Sie drehte sich in der Dunkelheit zu ihrer Mutter, die sie ihrerseits ansah. Mondlicht fiel in Mamas Augen, und sie meinte, sich in ihnen zu spiegeln. Im ersten Moment hätte die Kleine nicht sagen können, wovor sie mehr Angst hatte: vor dem, was sie im Gesicht ihrer Mutter sah. Oder vor dem, was sie sagte.
»Eins darfst du nie vergessen.«
»Was denn, Mama?«
»Du bist aus mir hervorgegangen. Mein eigen Fleisch und Blut.«
Die Kälte der Nacht bildete mit dem Frost in Mamas Augen eine verstörende Einheit.
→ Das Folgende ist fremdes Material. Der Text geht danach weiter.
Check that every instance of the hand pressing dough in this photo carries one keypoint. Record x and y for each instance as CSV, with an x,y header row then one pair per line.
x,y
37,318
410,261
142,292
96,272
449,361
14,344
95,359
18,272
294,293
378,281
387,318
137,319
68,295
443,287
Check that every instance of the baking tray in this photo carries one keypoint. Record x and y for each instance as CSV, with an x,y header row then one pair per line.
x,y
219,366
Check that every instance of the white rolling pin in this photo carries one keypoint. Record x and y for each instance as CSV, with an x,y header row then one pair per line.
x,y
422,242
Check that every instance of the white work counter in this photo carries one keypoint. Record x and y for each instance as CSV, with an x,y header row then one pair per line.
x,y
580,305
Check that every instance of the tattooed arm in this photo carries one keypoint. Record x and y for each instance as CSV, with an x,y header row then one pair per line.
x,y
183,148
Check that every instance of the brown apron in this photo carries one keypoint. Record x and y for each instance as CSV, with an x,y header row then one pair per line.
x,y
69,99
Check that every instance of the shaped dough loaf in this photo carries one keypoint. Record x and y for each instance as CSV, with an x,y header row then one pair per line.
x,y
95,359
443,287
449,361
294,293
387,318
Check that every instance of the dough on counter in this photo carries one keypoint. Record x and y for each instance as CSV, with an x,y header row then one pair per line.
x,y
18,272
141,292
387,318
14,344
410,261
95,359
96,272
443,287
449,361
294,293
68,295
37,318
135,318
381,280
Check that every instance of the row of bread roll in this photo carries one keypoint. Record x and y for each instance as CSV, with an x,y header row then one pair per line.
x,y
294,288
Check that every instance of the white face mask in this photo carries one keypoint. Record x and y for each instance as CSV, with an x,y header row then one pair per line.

Das Mädchen wollte wegschauen, konnte aber nicht, als wären die Pupillen ihrer Mutter Magnete, die ihren Blick energisch anzogen.
»Wo ist deine Liebe hin?«, wollte sie fragen. »Mit der du mich früher immer angesehen hast.« Jetzt erinnerten sie die Augen ihrer Mutter an einen gefrorenen See.
Die Vibrationen lenkten sie ab. Sie wanderten jetzt durch ihren gesamten Körper, als ihre Mutter befahl: »Schließ die Augen! Und was auch immer passiert, mach sie erst wieder auf, wenn ich es dir sage.«
Sie gehorchte ihr angsterfüllt. Denn sie hatte noch etwas im Blick ihrer Mutter gesehen, von dem sie sich ihr Leben lang würde abwenden wollen.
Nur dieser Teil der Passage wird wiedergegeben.